Söylediğimiz gibi Özbekistan halkı İslam dinine bağlı bir halk olup komünistlerin baskısı da dahil olmak üzere hiç kimse onların azimlerini kıramamıştır. Bugün liberalizm postuna bürünenlerin zulümlerine karşı direnecekleri konusunda da hiçbir şüphe yoktur. Şüphesiz İslam’a davet, devam edecektir. O halde yöneticiler, daha önceki tiranlardan ibret alsınlar.
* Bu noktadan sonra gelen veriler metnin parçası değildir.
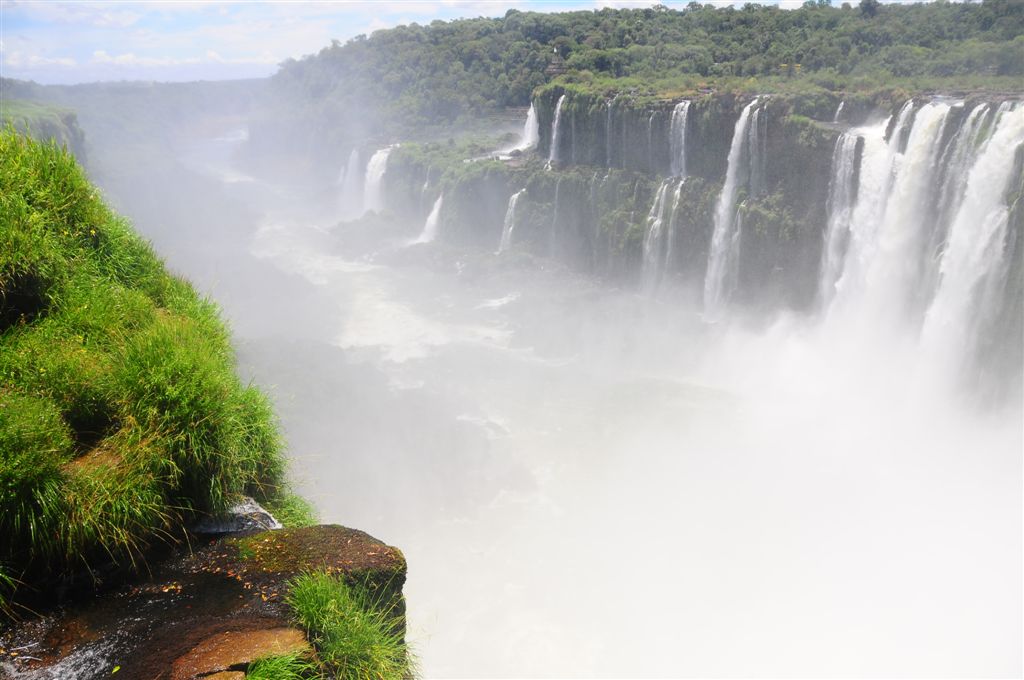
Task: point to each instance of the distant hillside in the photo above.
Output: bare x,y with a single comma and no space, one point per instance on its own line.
403,81
45,122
Zira Allahu Teala şöyle buyurmuştur: وَالَّذِينَ يُؤْذُونَ الْمُؤْمِنِينَ وَالْمُؤْمِنَاتِ بِغَيْرِ مَا اكْتَسَبُوا فَقَدِ احْتَمَلُوا بُهْتَانًا وَإِثْمًا مُبِينًا “Mümin erkeklere ve mümin kadınlara, yapmadıkları bir şeyden dolayı eziyet edenler, şüphesiz bir iftira ve apaçık bir günah yüklenmişlerdir.” [Ahzab 58] Ve Subhanehu şöyle buyurmuştur: إِنَّ الَّذِينَ يَكْفُرُونَ بِآيَاتِ اللّهِ وَيَقْتُلُونَ النَّبِيِّينَ بِغَيْرِ حَقٍّ وَيَقْتُلُونَ الِّذِينَ يَأْمُرُونَ بِالْقِسْطِ مِنَ النَّاسِ فَبَشِّرْهُم بِعَذَابٍ أَلِيمٍ “Allah’ın ayetlerini inkâr edenler, haksız yere peygamberlerin canlarına kıyanlar ve adaleti emreden insanları öldürenler (yok mu), onları elim bir azapla müjdele!” [Al-i İmran 21]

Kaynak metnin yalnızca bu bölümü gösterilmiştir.